No Such Luck – How Employment Failure Became Success
I was vying for a position as an Executive Assistant when I noticed someone had posted a Mitch Albom quote about miracles in my Facebook feed.
“Miracles happen quietly every day – in an operating room, on a stormy sea, in the sudden appearance of a roadside stranger. They are rarely tallied. No one keeps score…”
I spent my whole life trying to find miracles and it often backfired. I asked my boyfriend at the time, why I never seemed to have any luck scoring good jobs. I prepared myself to fend off gushing remarks to make me feel better.
Instead, he turned to me, and said in a serious tone, “You will be nothing but a librarian. You’re of average intelligence.”
I was in shock.
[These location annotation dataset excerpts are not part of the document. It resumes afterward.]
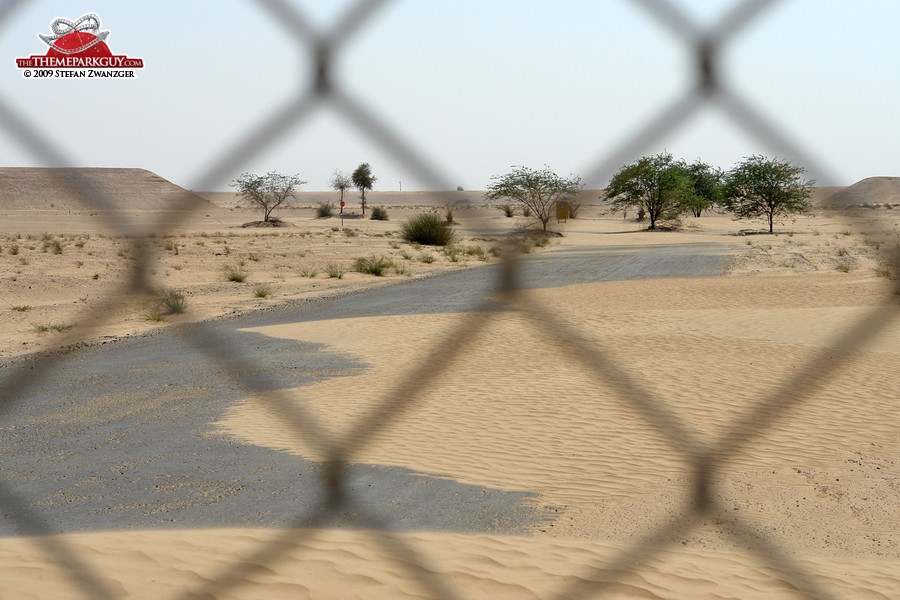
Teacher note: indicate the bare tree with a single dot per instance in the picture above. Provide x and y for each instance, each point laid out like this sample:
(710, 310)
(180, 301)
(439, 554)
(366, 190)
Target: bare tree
(537, 191)
(363, 180)
(764, 187)
(340, 182)
(268, 191)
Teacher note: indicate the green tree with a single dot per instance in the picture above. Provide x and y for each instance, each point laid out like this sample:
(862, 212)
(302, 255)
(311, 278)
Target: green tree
(764, 187)
(340, 183)
(363, 181)
(657, 185)
(537, 191)
(707, 187)
(268, 191)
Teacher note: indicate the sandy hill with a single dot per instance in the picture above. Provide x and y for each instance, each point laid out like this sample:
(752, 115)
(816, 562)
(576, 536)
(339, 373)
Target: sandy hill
(75, 188)
(869, 191)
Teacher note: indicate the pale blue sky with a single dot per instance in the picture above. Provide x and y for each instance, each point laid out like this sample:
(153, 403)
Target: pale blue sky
(470, 86)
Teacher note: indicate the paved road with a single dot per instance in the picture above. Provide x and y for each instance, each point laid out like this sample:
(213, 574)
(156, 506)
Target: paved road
(119, 436)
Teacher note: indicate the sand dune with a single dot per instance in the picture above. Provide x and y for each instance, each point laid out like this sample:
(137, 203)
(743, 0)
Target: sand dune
(32, 188)
(342, 564)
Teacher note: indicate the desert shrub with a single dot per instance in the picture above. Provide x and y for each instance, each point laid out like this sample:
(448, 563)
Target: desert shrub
(45, 327)
(335, 270)
(476, 251)
(308, 271)
(885, 272)
(427, 229)
(324, 210)
(235, 274)
(174, 303)
(373, 265)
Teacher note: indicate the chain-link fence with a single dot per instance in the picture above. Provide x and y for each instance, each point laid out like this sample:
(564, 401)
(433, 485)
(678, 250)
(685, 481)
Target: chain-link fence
(705, 458)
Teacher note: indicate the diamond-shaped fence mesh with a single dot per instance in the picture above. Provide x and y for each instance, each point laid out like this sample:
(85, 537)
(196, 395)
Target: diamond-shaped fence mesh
(589, 576)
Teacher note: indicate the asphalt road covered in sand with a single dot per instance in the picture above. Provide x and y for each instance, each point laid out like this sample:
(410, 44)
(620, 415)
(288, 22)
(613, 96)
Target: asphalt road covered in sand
(120, 436)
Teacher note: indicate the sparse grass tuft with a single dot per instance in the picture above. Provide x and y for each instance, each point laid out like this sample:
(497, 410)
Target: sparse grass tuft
(373, 265)
(174, 303)
(45, 327)
(885, 272)
(308, 271)
(324, 210)
(236, 274)
(427, 229)
(335, 270)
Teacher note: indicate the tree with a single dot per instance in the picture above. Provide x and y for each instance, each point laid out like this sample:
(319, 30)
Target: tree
(537, 191)
(340, 183)
(761, 186)
(657, 185)
(268, 191)
(363, 181)
(707, 187)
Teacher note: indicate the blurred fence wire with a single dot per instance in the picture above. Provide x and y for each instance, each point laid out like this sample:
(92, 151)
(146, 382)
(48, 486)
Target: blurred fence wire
(705, 46)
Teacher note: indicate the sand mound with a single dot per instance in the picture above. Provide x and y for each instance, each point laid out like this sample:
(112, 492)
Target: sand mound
(869, 191)
(93, 189)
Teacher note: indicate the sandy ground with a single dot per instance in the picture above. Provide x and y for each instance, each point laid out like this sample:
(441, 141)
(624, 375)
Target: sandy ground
(818, 482)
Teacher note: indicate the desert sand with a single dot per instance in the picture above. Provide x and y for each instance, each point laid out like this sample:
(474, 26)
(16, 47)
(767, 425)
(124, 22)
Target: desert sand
(805, 500)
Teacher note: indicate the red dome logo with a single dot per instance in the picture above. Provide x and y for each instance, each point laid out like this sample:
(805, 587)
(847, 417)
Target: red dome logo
(78, 44)
(77, 38)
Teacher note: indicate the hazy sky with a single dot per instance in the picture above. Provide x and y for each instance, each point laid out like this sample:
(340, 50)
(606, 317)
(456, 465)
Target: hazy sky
(468, 87)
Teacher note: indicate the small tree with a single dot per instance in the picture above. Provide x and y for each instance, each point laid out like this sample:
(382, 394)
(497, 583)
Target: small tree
(537, 191)
(268, 191)
(340, 183)
(363, 180)
(707, 187)
(761, 186)
(657, 186)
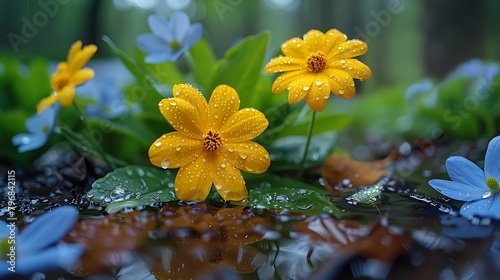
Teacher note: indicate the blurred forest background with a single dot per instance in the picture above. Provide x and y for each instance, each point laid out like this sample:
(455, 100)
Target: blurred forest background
(408, 39)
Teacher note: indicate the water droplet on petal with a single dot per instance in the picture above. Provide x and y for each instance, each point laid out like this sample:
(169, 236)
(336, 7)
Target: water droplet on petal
(487, 194)
(165, 163)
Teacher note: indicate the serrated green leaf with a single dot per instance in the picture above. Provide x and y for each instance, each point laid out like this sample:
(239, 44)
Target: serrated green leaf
(202, 59)
(278, 193)
(241, 68)
(133, 186)
(286, 153)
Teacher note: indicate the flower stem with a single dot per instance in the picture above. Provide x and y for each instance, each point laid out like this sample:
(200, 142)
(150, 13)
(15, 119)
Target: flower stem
(308, 142)
(87, 134)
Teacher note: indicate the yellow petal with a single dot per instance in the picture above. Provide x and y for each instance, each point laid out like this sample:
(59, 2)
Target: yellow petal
(74, 49)
(81, 58)
(183, 117)
(194, 181)
(295, 47)
(318, 94)
(314, 40)
(243, 125)
(193, 96)
(341, 83)
(299, 88)
(66, 96)
(46, 102)
(247, 156)
(284, 64)
(228, 180)
(349, 49)
(332, 38)
(284, 80)
(223, 103)
(82, 76)
(353, 67)
(173, 150)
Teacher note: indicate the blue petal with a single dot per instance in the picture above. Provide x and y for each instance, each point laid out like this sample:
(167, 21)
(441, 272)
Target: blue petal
(491, 161)
(486, 208)
(466, 172)
(160, 27)
(193, 35)
(151, 43)
(48, 229)
(159, 57)
(62, 255)
(179, 25)
(456, 190)
(29, 142)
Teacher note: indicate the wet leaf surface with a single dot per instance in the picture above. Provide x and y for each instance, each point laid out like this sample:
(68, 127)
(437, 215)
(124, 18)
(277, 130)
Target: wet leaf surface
(342, 173)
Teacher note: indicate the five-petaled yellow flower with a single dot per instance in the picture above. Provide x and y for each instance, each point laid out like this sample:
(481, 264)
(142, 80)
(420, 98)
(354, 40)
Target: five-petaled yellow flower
(318, 64)
(69, 74)
(211, 144)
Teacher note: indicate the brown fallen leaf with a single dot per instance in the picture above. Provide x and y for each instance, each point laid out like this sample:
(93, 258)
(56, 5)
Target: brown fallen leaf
(339, 169)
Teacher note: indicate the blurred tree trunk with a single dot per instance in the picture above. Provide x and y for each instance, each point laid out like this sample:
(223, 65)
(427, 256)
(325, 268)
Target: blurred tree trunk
(452, 34)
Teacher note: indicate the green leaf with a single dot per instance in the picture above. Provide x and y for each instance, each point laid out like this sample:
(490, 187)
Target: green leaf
(286, 153)
(273, 192)
(241, 68)
(133, 186)
(202, 59)
(143, 78)
(324, 122)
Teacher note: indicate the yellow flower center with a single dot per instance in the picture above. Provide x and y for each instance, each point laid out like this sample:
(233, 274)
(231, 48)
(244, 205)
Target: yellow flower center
(61, 82)
(212, 141)
(316, 61)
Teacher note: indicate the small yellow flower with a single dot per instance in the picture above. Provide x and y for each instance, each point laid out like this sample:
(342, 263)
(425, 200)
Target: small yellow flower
(69, 74)
(211, 144)
(318, 64)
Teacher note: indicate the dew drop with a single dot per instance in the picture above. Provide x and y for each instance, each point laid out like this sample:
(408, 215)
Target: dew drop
(165, 163)
(487, 194)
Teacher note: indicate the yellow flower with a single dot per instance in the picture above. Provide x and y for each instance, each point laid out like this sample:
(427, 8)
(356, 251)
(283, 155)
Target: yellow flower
(318, 64)
(211, 144)
(69, 74)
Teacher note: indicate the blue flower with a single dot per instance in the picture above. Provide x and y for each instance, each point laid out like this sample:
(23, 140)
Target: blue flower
(170, 39)
(480, 189)
(39, 128)
(38, 246)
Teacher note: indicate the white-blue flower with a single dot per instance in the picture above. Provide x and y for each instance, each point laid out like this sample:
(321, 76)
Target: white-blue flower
(39, 128)
(169, 39)
(480, 189)
(38, 247)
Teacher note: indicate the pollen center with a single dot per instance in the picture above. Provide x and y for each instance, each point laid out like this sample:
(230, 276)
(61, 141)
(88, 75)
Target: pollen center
(316, 61)
(61, 82)
(212, 141)
(492, 184)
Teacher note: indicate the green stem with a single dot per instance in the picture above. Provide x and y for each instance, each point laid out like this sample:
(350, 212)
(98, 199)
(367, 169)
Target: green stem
(86, 132)
(308, 142)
Was this how the world saw me?
The worst thing was, I couldn’t even get a job as a librarian, let alone anything else.
I continued surfing the web, searching for jobs and turning to a forum for the unemployed. Even most of the other people posting there were a success who had just fallen on hard times, eventually finding new careers they never conjured, or getting better jobs.
Compared to the wages of my friends’, and their accompanying job status, I had achieved nothing. I had studied to be a journalist but the writing world eluded me and I ended up in low skilled jobs. I knew what they all thought.
A rich friend said to me once, “life has been so unfair to you, you’re always struggling, it must be so hard to live on your wage.”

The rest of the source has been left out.